Опустив голову, Ава быстро шла — убегала? — по Садовому в сторону метро. «Ну почему, почему я не познакомилась с ним?! Господи, зачем?!» Негодуя на себя, она встала как вкопанная, и напрасно — тележка с громадным баулом в бело-голубую клетку больно врезалась в берцовую кость. Посреди толпы перед турникетом ни потереть ушибленное место, ни отойти в сторону. Небезопасно погружаться и в метро, и в мысли одновременно.
Нашарив в кармане пластмассовый жетон, Ава сосредоточилась, прошла через автомат и встала на эскалатор, увернувшись от тяжело дышащей молодухи в пуховом платке, которая сосредоточенно прокладывала себе путь к выдуманной с помощью телевизора столичной жизни, и правда не похожей на провинциальную, но не похожей по-другому, чем мечталось…
Воротиться назад? Вот она входит в зал… И что? Жалкие слова бормотать? Мы с вами вместе были на свадьбе общих приятелей… Статьи ваши великолепны… Если она сама себе кажется нелепой, то другие это почувствуют в сто раз сильнее. Человек диктует отношение к себе своим собственным поведением.
Нет, под землей не успокоиться, и Ава вернулась на Зубовский бульвар. Быстрый шаг не помогал найти причину беспокойства, беспомощной потери себя. Кого Тарас назвал в последней статье «мутантами противоестественного отбора»? Критиков, не владеющих языком, прозаиков, не умеющих пару строк срифмовать. Она, психолог, тоже в это стадо угодит, если сейчас же не успокоится. Остановилась уже не посреди дороги — приткнулась к колонне «Человека читающего», достала из сумки вырезку про Музей кино, изучила — в шесть новый фильм Киры Муратовой.
Но нельзя же ни о чем не думать, пока добираешься до спасительного прибежища, где мысли и эмоции режиссерской волей переключаются на экранную картинку, и Аве пришлось своей волей перестать ругать себя. Тут же вспомнилось, как только что, в самом начале репетиции женоподобный красавчик в слезах крикнул Эрасту: «Что же вы меня при всех-то лажаете?!» Режиссеру можно пользоваться крайними оценками «гений — бездарь», между этими полюсами вернее вырабатывается театральное электричество, а для психолога это табу, вот и приходится на самой себе вымещать нереализованный гнев.
Когда в темноте Ава заняла ближайшее к входу в зал свободное кресло и автоматически огляделась, сердце ее сразу заколотилось, щеки густо покраснели: рядом сидели Тарас и ее пациент Ленский.
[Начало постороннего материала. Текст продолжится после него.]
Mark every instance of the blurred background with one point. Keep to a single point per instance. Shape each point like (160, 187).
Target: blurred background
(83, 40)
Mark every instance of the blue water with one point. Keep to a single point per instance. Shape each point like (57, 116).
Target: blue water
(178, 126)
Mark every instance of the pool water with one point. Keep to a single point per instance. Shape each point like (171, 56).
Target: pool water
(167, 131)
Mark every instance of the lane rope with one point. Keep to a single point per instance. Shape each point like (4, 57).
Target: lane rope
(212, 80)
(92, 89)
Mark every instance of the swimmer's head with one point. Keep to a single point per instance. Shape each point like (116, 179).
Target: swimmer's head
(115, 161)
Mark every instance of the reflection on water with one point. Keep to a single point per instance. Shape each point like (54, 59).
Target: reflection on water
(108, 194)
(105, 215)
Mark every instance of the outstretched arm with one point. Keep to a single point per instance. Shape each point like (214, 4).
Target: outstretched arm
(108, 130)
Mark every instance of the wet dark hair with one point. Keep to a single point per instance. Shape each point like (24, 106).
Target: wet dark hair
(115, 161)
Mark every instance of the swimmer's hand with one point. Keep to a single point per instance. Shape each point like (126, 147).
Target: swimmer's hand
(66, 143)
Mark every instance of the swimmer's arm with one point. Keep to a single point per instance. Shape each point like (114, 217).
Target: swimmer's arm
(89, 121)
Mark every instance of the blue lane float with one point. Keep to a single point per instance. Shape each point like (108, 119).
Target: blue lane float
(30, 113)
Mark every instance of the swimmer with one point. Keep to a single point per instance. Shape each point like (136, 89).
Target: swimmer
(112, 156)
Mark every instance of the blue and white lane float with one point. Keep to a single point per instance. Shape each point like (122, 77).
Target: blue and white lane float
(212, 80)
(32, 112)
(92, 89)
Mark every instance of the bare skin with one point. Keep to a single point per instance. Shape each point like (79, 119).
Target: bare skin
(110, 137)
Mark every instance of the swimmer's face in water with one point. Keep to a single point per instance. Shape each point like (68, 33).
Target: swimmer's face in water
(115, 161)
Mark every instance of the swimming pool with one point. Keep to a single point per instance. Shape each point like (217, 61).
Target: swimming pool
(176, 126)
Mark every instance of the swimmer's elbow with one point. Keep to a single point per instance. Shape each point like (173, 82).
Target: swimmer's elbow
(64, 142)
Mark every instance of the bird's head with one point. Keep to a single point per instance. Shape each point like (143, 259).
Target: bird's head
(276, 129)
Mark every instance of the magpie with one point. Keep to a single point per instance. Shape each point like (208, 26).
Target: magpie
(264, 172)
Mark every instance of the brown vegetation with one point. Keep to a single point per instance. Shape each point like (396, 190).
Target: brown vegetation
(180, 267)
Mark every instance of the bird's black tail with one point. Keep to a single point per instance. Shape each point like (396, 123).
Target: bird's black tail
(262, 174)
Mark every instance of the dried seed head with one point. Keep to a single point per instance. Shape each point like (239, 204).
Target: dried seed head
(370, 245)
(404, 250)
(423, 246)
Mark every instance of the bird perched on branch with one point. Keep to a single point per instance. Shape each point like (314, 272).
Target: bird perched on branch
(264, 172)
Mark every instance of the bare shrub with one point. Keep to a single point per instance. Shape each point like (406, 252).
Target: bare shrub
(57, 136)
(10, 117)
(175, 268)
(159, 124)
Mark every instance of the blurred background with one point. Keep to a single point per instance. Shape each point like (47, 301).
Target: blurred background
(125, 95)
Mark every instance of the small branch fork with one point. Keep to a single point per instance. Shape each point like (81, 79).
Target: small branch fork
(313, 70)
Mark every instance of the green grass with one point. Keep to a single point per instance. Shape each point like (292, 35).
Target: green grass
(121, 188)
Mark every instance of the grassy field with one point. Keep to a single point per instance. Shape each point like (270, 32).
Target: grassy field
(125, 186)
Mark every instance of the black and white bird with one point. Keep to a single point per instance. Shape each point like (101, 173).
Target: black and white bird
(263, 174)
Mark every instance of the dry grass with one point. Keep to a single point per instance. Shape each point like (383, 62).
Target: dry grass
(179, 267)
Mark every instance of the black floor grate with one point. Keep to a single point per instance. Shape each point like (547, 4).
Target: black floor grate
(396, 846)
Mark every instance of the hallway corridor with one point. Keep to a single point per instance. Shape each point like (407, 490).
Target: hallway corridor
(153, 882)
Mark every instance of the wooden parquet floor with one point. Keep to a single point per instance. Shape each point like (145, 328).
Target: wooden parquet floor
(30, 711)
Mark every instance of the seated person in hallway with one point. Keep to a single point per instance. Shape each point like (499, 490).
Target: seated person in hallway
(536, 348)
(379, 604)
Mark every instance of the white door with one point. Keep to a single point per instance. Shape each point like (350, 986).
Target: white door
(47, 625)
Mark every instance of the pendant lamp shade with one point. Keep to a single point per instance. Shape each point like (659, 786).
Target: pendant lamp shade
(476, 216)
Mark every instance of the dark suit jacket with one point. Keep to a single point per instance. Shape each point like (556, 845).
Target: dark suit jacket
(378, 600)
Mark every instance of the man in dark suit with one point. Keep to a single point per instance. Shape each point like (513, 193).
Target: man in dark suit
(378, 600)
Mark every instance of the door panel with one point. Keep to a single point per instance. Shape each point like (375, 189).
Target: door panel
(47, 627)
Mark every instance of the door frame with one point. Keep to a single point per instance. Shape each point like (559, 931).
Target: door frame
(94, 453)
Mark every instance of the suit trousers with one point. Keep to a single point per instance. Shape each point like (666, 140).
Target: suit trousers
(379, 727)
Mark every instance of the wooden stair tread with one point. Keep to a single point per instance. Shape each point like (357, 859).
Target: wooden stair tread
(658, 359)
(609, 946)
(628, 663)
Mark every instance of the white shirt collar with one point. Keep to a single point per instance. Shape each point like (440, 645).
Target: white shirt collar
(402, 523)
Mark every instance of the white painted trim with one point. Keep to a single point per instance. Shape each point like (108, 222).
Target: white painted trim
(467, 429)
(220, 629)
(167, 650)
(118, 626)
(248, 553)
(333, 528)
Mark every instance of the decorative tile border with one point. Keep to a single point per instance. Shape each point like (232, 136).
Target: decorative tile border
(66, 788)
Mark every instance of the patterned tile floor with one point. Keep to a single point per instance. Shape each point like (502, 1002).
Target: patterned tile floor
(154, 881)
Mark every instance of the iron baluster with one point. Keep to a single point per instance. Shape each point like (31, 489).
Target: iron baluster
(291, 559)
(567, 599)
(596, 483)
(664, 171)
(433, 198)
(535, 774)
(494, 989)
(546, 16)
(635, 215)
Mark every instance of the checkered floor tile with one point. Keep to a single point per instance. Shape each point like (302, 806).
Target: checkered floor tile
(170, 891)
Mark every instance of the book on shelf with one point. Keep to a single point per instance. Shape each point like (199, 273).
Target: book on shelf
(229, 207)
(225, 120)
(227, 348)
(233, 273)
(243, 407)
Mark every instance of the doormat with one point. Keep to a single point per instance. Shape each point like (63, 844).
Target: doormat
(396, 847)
Обычно после ночных съемок я отключаю телефонный звонок — доверяю автоответчику караулить свой заслуженный нечуткий сон. Поэтому, когда в кромешной темноте что-то заставило открыть глаза, я спросонья подскочил к окну: дело плохо, если трамвай теперь меня будит. Старею? Нет, набережная Лиммата, как и положено посреди ночи, пуста. Тихо, зябко. Полез под одеяло, свернулся калачиком и, сам не знаю почему, взглянул на подошву телефона. Зеленая точка, как глаза немого, мигала из последних сил.
— Андреас Майер слушает, — автоматически представился я.